Contributing

Code

We welcome PRs! We recommend that you log any feature requests as issues and discuss implementation approach with the team prior to getting to work. In order to get set up to develop, run the following from the root project directory to install a development version of dbt:

› python setup.py develop

Docs

We welcome PRs with updated documentation! All documentation for dbt is written in markdown using mkdocs. Please follow installation instructions there to set up mkdocs on your local environment.

Design Constraints

All contributions to dbt must adhere to the following design constraints:

  • All data models are a single SELECT statement. All decisions about how the results of that statement are materialized in the database must be user-controlled via configuration.
  • The target schema must always be able to be regenerated from scratch—i.e. if a user performs a DROP SCHEMA [target] CASCADE and then runs dbt run --target [target], all data will be re-built exactly as before.

Design Principles

When contributing to dbt, please keep the core project goal in mind:

dbt (data build tool) is a productivity tool that helps analysts get more done and produce higher quality results.

This goal has been carefully selected, and flows directly from the viewpoint.

Why do we call dbt a “productivity tool”? Doesn't this minimize its impact?

This is a deliberate choice of words that forces us to remember what dbt actually is and what its goals are: dbt is a user experience wrapper around an analytic database. All design decisions should be made with the goal of creating a better workflow / user experience for analysts.

Why are we focused on speed and quality as opposed to capability?

Most analytics tools that exist today were designed to maximize user capability. If an analyst wanted to build a line chart, the tool needed to make sure he/she could build that line chart. Exactly how that line chart was produced was less important.

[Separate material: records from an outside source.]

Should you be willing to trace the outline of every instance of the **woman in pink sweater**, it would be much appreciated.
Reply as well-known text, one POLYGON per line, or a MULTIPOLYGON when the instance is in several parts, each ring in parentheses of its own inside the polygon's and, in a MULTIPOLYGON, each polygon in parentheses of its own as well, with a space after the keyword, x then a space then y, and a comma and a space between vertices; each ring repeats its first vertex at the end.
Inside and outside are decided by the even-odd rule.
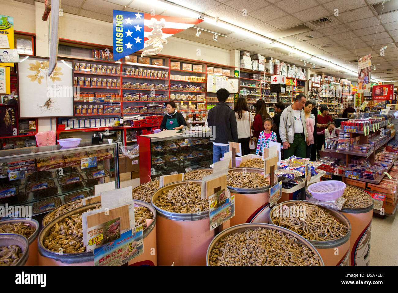
POLYGON ((312 104, 310 102, 306 102, 304 107, 304 113, 305 114, 305 126, 308 133, 308 138, 310 140, 310 145, 306 146, 306 157, 311 159, 311 149, 314 145, 314 125, 315 123, 315 116, 311 114, 312 110, 312 104))

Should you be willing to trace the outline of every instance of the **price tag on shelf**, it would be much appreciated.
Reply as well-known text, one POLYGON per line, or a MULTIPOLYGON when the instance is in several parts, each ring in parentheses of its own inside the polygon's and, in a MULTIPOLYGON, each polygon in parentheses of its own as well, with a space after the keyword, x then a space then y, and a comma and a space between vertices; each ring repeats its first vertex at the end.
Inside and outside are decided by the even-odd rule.
POLYGON ((390 179, 392 178, 392 177, 391 177, 391 175, 390 175, 389 174, 388 174, 388 172, 384 172, 383 173, 383 174, 385 174, 386 175, 387 175, 387 176, 388 176, 388 178, 390 179))
POLYGON ((97 157, 89 157, 80 159, 80 168, 85 169, 97 167, 97 157))

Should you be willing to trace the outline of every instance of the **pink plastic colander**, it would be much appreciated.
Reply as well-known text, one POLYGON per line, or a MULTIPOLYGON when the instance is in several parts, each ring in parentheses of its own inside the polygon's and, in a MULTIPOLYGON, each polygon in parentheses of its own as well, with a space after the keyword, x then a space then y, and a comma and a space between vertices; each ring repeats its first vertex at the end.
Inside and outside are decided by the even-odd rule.
POLYGON ((308 191, 319 201, 332 201, 340 197, 344 192, 345 183, 337 180, 328 180, 314 183, 308 187, 308 191))

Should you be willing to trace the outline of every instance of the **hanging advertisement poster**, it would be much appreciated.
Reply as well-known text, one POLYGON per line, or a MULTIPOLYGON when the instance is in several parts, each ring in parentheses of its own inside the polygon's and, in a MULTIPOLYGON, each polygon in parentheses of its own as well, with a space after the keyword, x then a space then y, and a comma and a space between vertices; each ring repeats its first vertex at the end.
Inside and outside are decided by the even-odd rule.
POLYGON ((373 100, 392 100, 394 94, 394 85, 391 84, 374 85, 372 88, 372 92, 373 100))
POLYGON ((372 55, 369 54, 358 60, 358 92, 371 91, 372 55))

This perspective made sense in the past. It used to be hard to make a line chart. Today it is easy: using matplotlib, ggplot2, Tableau, or the countless other charting tools creates functionally the same result. Today, the hard part is not making the line chart, but making the line chart fast, with accurate data, in a collaborative environment. While analysts today can create stunning visualizations, they struggle to produce accurate and timely data in a collaborative environment.

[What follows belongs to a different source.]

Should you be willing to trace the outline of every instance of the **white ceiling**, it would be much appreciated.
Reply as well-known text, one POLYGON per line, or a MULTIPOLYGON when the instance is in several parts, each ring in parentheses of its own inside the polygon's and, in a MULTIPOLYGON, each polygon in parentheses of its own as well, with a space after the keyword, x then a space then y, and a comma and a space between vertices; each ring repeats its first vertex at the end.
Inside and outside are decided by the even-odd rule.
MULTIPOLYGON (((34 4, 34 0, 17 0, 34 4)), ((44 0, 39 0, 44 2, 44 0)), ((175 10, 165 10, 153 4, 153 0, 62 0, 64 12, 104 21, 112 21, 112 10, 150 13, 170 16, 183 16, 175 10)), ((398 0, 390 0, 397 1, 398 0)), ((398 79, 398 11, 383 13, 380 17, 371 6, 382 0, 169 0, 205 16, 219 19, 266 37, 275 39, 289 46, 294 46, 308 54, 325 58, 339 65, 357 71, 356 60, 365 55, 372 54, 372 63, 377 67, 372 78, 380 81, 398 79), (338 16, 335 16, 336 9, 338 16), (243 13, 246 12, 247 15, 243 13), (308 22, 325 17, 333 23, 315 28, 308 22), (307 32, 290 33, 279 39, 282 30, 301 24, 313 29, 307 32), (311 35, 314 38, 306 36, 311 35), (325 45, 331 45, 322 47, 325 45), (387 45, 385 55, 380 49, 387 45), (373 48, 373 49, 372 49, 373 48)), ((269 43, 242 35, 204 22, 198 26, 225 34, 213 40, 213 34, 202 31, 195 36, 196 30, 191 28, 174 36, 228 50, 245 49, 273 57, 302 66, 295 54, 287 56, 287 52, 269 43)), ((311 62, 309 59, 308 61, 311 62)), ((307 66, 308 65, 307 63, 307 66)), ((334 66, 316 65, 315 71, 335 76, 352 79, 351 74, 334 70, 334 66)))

Analysts don’t need more new capabilities, they need a workflow that allows them to use the ones they have faster, with higher quality, and in teams.

Why are we focused on analysts instead of data engineers?

Two reasons:

  1. Analysts are closer to the business and the business users, and therefore have the information they need to actually build data models.
  2. There are far more analysts than data engineers in the world. To truly solve this problem, we need to make the solution accessible for analysts.

Why is dbt such a technical tool if its target users are analysts?

Most analysts today don't spend their time in text files and on the command line, but dbt forces the user to do both. This choice was made intentionally, and on three beliefs:

  1. Analysts are already becoming more technical, and this trend will accelerate in coming years.
  2. Working in this way allows dbt to hook into a much larger ecosystem of developer productivity tools like git, vim/emacs, etc. This ecosystem has a large part to play in the overall productivity gains to be had from dbt.
  3. Core analytics workflows should not be locked away into a particular UI.